Scheinbar war Lukkha tatsächlich eingeschlafen, denn sie wurde aus der Schwärze des Schlafs gezogen, als ein hohes, nervtötendes Klingeln von lauter kleinen Glöckchen an ihre Ohren drang.
Sofort war sie hellwach, sonderlich tief konnte der Schlaf nicht gewesen sein, und setzte sich auf.
Orientierungslos sah sie sich in dem Schlafgewölbe um, suchte die Quelle des Klingelns und kam zu dem Schluss, dass es ungefähr aus der Richtung der Taverne kam, in der sie den Abend verbracht hatte.
Sie rappelte sich auf und tappte durch die Schlafenden, Aufwachenden und Schlummernden hindurch. Ein paar Gestalten schlossen sich ihr an, wollten scheinbar auch dem Getöse auf den Grund gehen oder wussten was es bedeutete und gingen deshalb hin.
"Hey", murmelte sie einem Elfenjungen zu, "Weißt du, was das ist?"
Der Junge sah zu ihr hoch, hob die Brauen. "Wohl noch nicht so lang hier, wie?", lachte er leise.
"Werd nicht frech, beantworte einfach meine Frage!", knurrte Lukkha zurück, überrascht von der plötzlichen Autorität in ihrer arrogant unterlegten Stimme riss der Junge die Augen auf, zog den Kopf zwischen die Schultern und wisperte entschuldigend:
"Das wird die Zigeunerin mit Nachricht von oben sein!" Mit den Worten machte er sich davon.

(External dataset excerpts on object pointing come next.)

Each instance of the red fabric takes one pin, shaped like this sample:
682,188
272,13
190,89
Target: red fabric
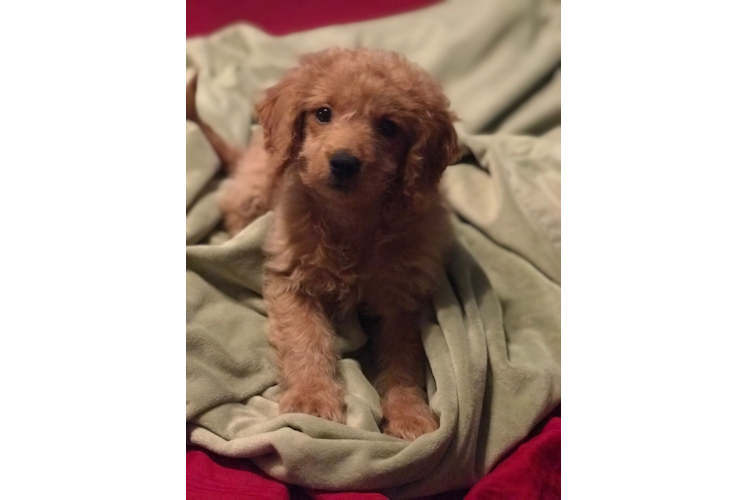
655,457
280,17
212,477
531,472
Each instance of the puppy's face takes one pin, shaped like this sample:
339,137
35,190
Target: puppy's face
361,122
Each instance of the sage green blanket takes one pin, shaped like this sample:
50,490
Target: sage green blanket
492,331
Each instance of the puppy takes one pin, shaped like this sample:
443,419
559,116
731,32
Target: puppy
355,143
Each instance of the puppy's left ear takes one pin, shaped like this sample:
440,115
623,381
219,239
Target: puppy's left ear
281,118
434,149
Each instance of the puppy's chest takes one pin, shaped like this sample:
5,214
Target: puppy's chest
397,274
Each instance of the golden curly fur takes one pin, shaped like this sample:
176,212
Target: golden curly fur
355,142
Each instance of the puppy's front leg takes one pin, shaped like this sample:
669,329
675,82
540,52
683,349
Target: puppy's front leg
307,358
402,378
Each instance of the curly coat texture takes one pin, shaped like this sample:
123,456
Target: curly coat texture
374,240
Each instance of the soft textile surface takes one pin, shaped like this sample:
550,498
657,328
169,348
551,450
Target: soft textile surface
491,333
532,471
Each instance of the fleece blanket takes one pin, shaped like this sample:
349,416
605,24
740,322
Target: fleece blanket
531,471
491,333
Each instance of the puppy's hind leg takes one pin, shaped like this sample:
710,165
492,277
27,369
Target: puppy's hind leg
249,192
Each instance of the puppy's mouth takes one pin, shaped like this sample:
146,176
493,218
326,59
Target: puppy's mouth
341,184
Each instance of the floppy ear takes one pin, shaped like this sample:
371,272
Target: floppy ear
435,147
281,117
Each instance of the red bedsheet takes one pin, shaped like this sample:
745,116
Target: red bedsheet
281,17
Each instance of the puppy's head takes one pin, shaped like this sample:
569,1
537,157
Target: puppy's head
362,122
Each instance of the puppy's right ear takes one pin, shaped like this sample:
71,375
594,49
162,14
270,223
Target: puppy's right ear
282,118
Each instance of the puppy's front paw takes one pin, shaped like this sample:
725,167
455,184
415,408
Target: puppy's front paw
408,418
325,403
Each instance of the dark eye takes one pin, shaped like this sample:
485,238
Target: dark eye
387,128
324,115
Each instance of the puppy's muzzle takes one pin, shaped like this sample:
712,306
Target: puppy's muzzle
344,166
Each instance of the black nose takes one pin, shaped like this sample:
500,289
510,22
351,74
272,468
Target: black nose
344,165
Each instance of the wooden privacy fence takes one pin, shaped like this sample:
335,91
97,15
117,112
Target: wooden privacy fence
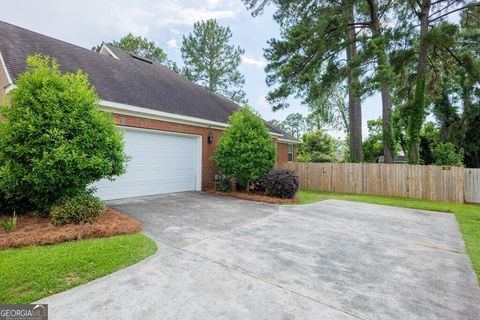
452,184
472,185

Lukkha spitzte die Lippen.
Die Zigeunerin? Nachricht von oben?
Sie zuckte die Schultern und folgte weiter dem Läuten der Glöckchen. Tatsächlich hatte sich bereits ein Pulk von Leuten vor der Taverne gebildet, als sie ankam. Gemurmel und Raunen erfüllte das Gewölbe, selbst Lewynn und seine Bardenkollegen hatten das Spiel eingestellt und standen dabei, wie Lukkha erkennen konnte.
Sie drängelte sich zu ihnen durch, die unfreundlichen Worte an sie gerichtet überhörend.
"Lukkha!", ließ sich Lewynn erfreut vernehmen. Sie nickte ihm zu und stellte ihm die gleiche Frage wie dem Jungen.
"Die Zigeunerin ist sowas wie eine Zeitung für uns. Die meiste Zeit der Woche schleicht sie Oben herum, belauscht die verschiedensten Leute, Fürsten, Herzöge, Grafen, Regenten bei ihren Gesprächen, hat Kontakt zu Dieben, Assassinen, Bauern, Kaufleuten, Hexen, Magiern, Gesindel - kurz und gut irgendwie bestimmt zu jeder Gesellschaftsschicht dieser Welt. Sie weiß alles. Und was sie nicht weiß, findet sie für dich heraus - natürlich nicht ohne kleine Bezahlung", erklärte der Barde ihr. "Und am Ende jeder Woche kommt sie zu uns und erzählt die wichtigsten Dinge, die Oben vorgehen."
Lukkha staunte. Dann begann die Zigeunerin zu sprechen.
"Der Herzog Lucio Aevidius hat dem Grafen Nestor von Ramun endgültig den Krieg erklärt! Der Handel ist nicht abgeschlossen worden, wie es aussieht, wusste Griffin von Ramun das zu vereiteln - der eigene Sohn, ganz schön bitter!" Gelächter erhob sich ob dieses spöttischen Kommentars der Zigeunerin.
In Lukkha regte sich der altbekannte Schmerz, doch sie konnte ihn hier nicht zulassen! Sie ballte die Hände zu Fäusten und hielt ihre interessiert blickende Maske aufrecht, ohne mit der Wimper zu zucken.
"Des weiteren wird eine neue Welle an Soldaten erwartet, die hier runter kommen sollen, um uns alle auszuräuchern! Soweit bis jetzt geplant, sollen ihre Rüstungen verstärkt werden und gegen gewisse Rassen unter euch werden sie Silber mitbringen, also passt auf euch auf!"
Empörtes Gemurmel erhob sich, Buhrufe erschallten und Fluche wurden laut.
Was die Zigeunerin als nächstes zu sagen hatte, interessierte Lukkha nicht weiter. Sie hatte genug Probleme mit dem, was sie eben gesagt hatte.
Lucio Aevidius hatte ihrer Familie den Krieg erklärt.
Und die Soldaten würden erneut hier unten einfallen.
Warum nochmal war sie nicht schon längst tot?